More important is the role that US deployments play in providing glue for the NATO alliance. Fifteen years after the end of the cold war, Allied Command Operations is still history's only fully integrated military command structure. Twenty-six allies still see enough in common, strategically, to prize the day-to-day cooperation that provides not just sinews for joint military action but a prejudice in favor of meeting threats together. The allies still want a US general to be Supreme Allied Commander Europe.

In terms of overall US security posture, therefore, enough forces need to be based permanently in Europe to keep Allied Command Operations fully up and running, with daily interactions of thousands of people - planning, training, deploying, sometimes fighting, and seeing their destinies as bound together. Beyond some point that no one knows, fewer US troops will mean less leadership and less influence, and that cannot be good for the US or the alliance.

Of course, US forces in Europe aren't there primarily for Europe. They're mainly dedicated to being used elsewhere - but staging from some of the finest bases in the world and benefiting from interactions with others that increase the chances allies will join in NATO-based coalitions, not just leave the US to go it alone. The United States European Command has responsibilities that extend to the Cape of Good Hope and east to the Bering Straits. This includes not just training and staging forces for combat and peacekeeping, but also the Partnership for Peace; stabilization in West Africa; increased involvement in North Africa; and political-military engagement in the Caucasus, Central Asia, and the Russian Federation.

Withdrawing forces from Europe is unlikely to save much money.
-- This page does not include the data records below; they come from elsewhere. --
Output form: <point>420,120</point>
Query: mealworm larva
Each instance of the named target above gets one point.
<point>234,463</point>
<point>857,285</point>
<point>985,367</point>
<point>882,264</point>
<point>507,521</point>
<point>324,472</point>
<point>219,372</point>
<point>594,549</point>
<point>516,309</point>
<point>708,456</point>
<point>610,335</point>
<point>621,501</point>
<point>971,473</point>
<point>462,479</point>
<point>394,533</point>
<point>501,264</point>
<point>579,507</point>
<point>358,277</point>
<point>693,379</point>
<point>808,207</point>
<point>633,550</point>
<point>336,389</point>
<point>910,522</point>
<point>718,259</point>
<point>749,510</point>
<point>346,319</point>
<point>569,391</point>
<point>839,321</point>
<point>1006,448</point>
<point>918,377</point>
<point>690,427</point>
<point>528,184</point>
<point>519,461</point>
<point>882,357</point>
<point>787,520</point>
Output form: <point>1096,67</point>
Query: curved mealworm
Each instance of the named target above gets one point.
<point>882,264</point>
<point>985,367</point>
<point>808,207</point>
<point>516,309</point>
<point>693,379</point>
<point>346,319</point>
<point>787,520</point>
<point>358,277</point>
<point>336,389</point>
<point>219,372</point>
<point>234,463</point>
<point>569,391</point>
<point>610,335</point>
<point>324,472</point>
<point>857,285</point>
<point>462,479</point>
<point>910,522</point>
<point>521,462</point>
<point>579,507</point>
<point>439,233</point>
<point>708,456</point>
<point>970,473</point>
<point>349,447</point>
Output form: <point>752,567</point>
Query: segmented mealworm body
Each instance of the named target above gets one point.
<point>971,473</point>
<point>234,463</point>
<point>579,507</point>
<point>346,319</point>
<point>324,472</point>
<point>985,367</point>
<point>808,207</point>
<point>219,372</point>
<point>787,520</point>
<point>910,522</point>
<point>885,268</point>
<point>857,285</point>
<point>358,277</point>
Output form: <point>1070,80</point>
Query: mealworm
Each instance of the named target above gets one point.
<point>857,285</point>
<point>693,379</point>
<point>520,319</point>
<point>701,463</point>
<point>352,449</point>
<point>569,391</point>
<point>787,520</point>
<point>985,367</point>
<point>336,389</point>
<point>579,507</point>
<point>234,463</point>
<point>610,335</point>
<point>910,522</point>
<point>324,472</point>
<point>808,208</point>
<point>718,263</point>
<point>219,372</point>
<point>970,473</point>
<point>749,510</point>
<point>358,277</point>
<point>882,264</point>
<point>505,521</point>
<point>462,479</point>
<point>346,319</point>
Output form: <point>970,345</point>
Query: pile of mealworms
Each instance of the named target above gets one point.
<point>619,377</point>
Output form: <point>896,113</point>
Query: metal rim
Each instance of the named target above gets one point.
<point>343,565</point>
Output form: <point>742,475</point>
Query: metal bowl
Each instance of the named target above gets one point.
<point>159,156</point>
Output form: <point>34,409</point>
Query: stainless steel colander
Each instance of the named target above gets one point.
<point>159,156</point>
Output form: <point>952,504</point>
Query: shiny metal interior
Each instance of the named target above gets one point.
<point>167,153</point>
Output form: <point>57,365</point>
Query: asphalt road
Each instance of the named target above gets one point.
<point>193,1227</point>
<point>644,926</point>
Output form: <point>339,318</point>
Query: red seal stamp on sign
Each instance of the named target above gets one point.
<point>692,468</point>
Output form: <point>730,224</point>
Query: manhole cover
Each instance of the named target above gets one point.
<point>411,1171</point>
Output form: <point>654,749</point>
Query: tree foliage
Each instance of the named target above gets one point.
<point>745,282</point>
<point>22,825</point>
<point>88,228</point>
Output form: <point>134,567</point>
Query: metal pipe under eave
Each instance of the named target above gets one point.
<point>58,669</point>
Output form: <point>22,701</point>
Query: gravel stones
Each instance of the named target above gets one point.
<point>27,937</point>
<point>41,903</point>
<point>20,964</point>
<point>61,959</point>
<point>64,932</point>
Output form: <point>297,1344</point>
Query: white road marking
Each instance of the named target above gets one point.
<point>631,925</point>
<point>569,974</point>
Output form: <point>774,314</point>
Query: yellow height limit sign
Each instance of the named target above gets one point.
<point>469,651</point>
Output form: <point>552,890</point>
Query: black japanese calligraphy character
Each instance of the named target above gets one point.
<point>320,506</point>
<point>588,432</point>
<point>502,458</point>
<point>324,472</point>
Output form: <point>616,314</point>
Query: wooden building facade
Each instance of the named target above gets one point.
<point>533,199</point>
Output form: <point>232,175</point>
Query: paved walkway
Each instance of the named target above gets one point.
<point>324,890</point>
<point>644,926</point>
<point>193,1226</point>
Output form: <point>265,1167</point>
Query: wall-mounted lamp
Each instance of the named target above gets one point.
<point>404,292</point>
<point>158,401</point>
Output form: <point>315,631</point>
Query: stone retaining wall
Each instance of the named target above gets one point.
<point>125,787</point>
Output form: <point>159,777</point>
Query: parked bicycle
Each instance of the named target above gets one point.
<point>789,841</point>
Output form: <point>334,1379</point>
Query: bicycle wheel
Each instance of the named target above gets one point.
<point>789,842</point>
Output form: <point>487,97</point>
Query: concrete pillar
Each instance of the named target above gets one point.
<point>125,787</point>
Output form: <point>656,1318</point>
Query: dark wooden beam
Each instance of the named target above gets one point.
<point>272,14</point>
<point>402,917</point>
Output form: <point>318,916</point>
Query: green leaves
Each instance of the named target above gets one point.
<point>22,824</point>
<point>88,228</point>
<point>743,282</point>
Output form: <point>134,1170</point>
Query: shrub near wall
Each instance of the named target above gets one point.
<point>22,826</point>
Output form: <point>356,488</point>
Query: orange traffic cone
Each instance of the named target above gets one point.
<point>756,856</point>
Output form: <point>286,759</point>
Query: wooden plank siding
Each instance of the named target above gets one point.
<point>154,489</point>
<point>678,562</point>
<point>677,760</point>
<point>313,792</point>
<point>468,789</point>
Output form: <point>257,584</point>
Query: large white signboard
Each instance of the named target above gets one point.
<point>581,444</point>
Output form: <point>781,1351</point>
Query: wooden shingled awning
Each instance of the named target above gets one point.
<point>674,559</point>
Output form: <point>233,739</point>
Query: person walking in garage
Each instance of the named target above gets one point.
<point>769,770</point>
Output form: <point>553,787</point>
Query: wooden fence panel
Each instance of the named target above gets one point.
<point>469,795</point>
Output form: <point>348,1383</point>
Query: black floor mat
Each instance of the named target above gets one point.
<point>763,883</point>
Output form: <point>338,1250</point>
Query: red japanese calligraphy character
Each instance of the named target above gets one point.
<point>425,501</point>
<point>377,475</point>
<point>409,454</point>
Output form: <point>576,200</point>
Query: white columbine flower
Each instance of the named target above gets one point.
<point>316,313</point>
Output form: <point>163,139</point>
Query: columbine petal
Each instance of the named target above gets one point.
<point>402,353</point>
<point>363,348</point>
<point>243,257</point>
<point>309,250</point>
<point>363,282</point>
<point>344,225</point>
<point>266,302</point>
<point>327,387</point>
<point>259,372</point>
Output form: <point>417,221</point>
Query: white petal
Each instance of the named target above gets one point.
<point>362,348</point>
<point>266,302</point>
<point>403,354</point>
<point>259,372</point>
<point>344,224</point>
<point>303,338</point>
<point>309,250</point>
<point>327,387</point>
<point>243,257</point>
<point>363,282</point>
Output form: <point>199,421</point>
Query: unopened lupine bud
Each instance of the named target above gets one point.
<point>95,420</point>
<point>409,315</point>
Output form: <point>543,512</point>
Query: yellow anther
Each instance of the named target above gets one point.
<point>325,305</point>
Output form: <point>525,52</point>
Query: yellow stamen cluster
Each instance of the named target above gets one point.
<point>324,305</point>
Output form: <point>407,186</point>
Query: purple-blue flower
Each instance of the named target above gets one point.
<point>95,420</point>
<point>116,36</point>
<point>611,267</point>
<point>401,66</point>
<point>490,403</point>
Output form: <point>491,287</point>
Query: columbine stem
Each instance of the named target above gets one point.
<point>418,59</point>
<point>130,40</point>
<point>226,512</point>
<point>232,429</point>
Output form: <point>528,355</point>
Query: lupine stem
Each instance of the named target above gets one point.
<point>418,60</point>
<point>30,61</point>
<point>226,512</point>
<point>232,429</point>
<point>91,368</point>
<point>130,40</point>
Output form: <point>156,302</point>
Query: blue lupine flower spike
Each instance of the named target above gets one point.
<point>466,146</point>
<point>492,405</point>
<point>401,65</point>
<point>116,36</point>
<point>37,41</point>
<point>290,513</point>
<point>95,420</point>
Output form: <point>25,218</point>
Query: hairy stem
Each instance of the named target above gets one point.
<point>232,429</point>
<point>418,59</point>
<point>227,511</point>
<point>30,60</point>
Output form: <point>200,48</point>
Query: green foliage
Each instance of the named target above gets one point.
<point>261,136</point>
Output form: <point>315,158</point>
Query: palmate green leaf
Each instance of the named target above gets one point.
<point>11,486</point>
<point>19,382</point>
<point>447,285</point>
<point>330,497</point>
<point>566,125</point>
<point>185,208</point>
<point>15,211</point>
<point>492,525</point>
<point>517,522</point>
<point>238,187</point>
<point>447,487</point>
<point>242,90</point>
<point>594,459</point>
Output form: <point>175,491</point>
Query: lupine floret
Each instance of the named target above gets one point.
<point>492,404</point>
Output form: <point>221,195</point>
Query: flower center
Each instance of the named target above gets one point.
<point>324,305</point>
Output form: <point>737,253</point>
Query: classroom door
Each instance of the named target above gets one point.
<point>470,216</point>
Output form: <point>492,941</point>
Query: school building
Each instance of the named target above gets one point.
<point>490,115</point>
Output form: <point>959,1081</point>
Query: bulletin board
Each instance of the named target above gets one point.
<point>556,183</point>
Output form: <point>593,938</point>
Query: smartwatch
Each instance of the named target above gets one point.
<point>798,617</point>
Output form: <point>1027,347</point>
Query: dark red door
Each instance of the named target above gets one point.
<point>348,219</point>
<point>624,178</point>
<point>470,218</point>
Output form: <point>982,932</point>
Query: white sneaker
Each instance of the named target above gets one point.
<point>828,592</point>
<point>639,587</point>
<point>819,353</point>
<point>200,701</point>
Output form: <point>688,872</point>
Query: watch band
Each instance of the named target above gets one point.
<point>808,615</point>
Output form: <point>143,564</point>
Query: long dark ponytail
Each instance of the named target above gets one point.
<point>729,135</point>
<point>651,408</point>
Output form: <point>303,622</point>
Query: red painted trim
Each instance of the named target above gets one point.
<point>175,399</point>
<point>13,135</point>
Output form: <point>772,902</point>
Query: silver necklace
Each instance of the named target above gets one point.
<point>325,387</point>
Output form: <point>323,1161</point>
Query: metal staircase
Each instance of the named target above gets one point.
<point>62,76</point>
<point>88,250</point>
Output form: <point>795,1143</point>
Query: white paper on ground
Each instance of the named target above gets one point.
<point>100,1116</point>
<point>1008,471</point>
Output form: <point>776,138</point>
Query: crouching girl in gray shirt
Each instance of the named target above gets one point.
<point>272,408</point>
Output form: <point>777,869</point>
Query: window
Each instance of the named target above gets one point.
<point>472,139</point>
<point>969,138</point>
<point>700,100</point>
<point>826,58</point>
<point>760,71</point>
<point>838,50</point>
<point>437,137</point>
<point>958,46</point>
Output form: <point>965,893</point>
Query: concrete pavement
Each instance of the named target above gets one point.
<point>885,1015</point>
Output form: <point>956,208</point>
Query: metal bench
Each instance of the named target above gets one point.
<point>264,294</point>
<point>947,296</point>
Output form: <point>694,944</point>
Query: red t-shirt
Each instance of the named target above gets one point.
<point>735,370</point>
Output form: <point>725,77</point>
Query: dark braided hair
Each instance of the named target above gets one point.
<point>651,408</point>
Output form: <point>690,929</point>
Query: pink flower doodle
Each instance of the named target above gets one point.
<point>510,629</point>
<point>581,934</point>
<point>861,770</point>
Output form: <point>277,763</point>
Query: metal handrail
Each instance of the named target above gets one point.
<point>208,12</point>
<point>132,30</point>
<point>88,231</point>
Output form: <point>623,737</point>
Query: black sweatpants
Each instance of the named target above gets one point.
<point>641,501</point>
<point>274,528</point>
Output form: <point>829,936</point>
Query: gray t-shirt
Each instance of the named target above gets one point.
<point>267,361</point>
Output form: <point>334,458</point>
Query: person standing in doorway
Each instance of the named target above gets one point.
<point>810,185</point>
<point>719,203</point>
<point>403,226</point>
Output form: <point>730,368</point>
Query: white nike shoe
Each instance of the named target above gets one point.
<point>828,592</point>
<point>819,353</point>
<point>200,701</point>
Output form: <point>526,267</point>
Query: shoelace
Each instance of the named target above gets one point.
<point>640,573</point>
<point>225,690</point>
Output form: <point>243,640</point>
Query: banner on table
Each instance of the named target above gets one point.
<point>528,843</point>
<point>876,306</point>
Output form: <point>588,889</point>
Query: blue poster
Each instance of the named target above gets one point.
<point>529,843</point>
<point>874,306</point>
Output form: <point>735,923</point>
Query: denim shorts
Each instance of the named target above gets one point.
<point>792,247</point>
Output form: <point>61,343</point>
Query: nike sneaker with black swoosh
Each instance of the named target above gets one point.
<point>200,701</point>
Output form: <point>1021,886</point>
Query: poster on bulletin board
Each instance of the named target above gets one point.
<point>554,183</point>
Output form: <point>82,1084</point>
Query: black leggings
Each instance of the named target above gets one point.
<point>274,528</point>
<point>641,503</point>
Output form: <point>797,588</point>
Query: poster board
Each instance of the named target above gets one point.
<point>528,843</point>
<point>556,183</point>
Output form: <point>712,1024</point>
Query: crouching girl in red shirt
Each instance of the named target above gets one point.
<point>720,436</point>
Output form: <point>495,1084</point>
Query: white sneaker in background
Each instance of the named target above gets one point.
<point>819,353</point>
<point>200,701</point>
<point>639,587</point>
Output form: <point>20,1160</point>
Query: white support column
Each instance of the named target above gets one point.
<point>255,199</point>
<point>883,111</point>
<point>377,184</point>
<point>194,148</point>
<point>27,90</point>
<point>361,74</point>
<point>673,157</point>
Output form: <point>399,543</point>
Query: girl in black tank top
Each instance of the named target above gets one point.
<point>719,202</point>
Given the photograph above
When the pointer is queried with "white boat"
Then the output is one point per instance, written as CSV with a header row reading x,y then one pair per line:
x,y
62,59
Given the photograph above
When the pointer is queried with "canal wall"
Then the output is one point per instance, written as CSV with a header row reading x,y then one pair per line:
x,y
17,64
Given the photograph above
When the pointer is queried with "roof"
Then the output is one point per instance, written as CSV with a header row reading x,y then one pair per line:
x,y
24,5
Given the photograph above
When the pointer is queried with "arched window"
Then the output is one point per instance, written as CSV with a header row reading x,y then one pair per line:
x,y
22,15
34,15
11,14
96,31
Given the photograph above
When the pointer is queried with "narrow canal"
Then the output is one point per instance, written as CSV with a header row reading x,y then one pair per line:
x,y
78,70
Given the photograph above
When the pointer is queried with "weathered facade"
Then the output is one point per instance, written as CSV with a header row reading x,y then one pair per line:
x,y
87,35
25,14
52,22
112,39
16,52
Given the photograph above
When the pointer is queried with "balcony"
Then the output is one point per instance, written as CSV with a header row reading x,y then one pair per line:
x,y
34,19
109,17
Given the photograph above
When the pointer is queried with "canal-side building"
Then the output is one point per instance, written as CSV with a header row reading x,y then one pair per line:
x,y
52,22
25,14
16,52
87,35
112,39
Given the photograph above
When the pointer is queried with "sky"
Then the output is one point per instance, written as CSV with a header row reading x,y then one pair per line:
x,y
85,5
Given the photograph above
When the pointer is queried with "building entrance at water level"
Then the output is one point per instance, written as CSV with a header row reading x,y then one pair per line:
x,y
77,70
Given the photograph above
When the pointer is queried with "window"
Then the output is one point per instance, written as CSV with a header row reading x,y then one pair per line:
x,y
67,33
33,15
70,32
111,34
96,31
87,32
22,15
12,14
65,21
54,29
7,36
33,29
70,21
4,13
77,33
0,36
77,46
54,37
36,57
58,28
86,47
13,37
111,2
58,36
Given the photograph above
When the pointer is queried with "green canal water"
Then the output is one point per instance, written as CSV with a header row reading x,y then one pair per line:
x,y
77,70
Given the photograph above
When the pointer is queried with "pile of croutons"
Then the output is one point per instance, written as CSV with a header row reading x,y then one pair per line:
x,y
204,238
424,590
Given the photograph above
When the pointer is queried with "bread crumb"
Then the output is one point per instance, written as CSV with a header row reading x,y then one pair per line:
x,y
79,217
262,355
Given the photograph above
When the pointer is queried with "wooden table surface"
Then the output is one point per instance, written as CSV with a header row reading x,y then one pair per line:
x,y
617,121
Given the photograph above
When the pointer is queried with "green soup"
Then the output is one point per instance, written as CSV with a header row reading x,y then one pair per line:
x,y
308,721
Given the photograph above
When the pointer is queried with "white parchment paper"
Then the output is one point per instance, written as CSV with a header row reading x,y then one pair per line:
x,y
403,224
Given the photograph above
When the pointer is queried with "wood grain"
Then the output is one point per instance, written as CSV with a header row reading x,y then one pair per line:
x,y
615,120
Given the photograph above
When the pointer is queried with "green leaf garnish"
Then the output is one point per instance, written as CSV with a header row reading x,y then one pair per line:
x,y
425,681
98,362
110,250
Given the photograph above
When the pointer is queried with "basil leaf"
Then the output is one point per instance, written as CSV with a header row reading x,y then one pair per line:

Allies, especially Germany, subsidize US bases; deployment distances from Europe to potential battlefields are shorter - often cheaper - than from the continental US; and military units withdrawn to the US and not disbanded cost as much or more in basing, training, housing, and dependent schooling.

Virtually without exception, every US senior officer who has led a regional command argues for retaining as many forces as possible, if for no other reason than the value of human interactions that create and sustain alliances. This makes it possible for the military to find friendly staging areas when it deploys from the US; and it fosters coalitions that work and fight together. Perhaps some US forces abroad should be redeployed. But the costs incurred and the benefits lost must first be factored in.

Robert E. Hunter, US ambassador to NATO from 1993 to 1998, is a senior adviser at the RAND Corporation, a nonprofit research organization.